O conhecimento das alternativas é o pré-requisito para qualquer boa escolha. Especialmente na área da saúde, física e mental, é fundamenntal estar bem informado.

A Internet  é um meio excepcional para adquirir conhecimento sobre qualquer assunto. Na área da saúde, tem sido responsável por uma grande revolução. Hoje, não há como tratar aqueles que procuram por consultas como simples “pacientes” - pessoas passivas, que aceitam incondicionalmente as palavras dos grandes especialistas. Atualmente, os antigos “pacientes” são, na verdade, clientes exigentes e bem informados, em busca de serviços de qualidade e de parceiros, na direção de melhor qualidade de vida e mais saúde.

O Neurofeedback é uma técnica ainda pouco conhecida no Brasil. Muitos profissionais da saúde, mesmo médicos especialistas em TDAH, sequer ouviram falar dela. Nos Estados Unidos, há mais de 300 centros especializados oferecendo serviços, principalmente na área de TDAH, ansiedade e performance em geral.
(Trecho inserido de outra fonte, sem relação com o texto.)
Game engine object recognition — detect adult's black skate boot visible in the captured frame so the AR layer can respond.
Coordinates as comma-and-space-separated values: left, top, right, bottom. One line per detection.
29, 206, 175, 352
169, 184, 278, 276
Um aspecto que se deve considerar é: tanto a medicação - a ritalina é a alternativa mais conhecida - quanto o Neurofeedback são tratamentos dirigidos à base orgânica do TDAH, hiperatividade e/ou co-morbidades. Ambos foram desenvolvidos com este objetivo - reequilibrar as disfunções orgânicas, caracterizadas mais comumente pela hipofunção das áreas frontais.
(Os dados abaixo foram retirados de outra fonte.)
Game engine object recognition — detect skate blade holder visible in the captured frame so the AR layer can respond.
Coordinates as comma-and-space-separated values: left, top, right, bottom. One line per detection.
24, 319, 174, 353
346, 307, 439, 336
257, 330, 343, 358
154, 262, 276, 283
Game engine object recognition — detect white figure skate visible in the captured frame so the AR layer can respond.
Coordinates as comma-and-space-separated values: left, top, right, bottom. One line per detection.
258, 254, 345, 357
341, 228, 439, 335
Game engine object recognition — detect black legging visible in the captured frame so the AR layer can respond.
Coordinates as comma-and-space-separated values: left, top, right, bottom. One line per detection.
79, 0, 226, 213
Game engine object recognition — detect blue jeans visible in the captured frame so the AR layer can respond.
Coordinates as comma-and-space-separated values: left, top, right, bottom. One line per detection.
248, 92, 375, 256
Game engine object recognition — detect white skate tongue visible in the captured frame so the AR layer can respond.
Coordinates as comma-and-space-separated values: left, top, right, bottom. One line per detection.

Ambos são eficazes - produzem os resultados a que se propõem. Mas há diferenças importantes. Primeiro, o Neurofeedback é um tratamento completamente natural, sem contra-indicações ou efeitos colaterais desconhecidos. A ritalina é uma medicação psicotrópica, de uso extremamente controlado. Até onde se sabe, os efeitos colaterais conhecidos não são graves, mas há suspeitas que efeitos desconhecidos até o momento possam aparecer. Um exemplo muito conhecido e comentado é do antiinflamatório Vioxx, que por muitos anos foi campeão de vendas e prescrições e que foi retirado do mercado após muitos anos de uso, quando efeitos colaterais até então desconhecidos apareceram. Outro exemplo são as terapias de reposição hormonal para a menopausa, que descobriu-se serem fatores de risco para câncer.
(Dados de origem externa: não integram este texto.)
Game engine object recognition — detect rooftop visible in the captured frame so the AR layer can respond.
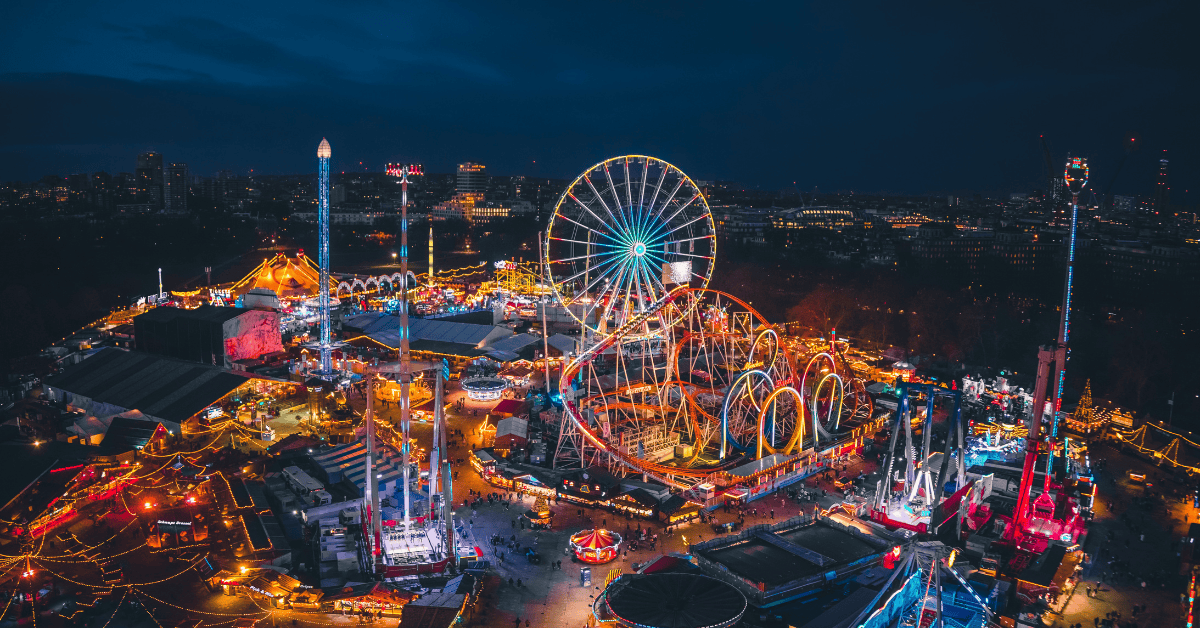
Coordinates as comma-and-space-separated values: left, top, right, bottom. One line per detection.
46, 348, 247, 423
Segundo, os efeitos do tratamento do Neurofeedaback se mantém por longo prazo, mesmo após o término do tratamento - o mesmo não ocorre com a ritalina: seu efeito dura apenas o período em que a droga está em ação, entre 4 a 6 horas. Se o tratamento é interrompido, todos os ganhos se perdem. Ou seja, o tratamento com a medicação é uma opção para a vida toda.

Ambos - Neurofeedback e Ritalina - tem comprovação científica. O Neurofeedback é reconhecido como técnica eficaz para TDAH pela maior associação internacional da área, com estudos que atendem aos critérios de controles experimentais mais rigorosos, entre eles grupos controle e randomização dos participantes entre os grupos (ver o material da AAPB sobre a comprovação científica do Neurofeedback). Há mais estudos envolvendo ritalina, em relação aos estudos com Neurofeedback. Contudo, deve-se levar em conta que os estudos com medicação são tecnicamente mais simples - e que estes estudos são generosamente financiados pela s indústrias farmacêuticas.

Uma diferença importante entre Neurofeedback e Ritalina - ou outrostratamentos medicamentosos - é o tempo para obtenção dos efeitos desejados. Quando não há efeitos colaterais ou necessidade de mudar de medicação, os efeitos dos remédios são mais rápidos. Já no caso do Neurofeedback, o tratamento é semelhante a exercícios em uma academia de musculação - é preciso praticar, praticar muitas vezes até que se note os resultados.

Quando se trata de escolher um tratamento de saúde, como mencionamos antes, a informação é o melhor remédio. Como discutido no artigo sobre tratamento sem medicação, há mais de uma alternativa para tratar o TDAH - não apenas medicamentos estimulantes. O importante é começar com um bom diagnóstico diferencial e um plano de tratamento, que leve em conta tanto as necessidades de curto e longo prazo - e a possibilidade de terminar um tratamento sem perder os ganhos adquiridos.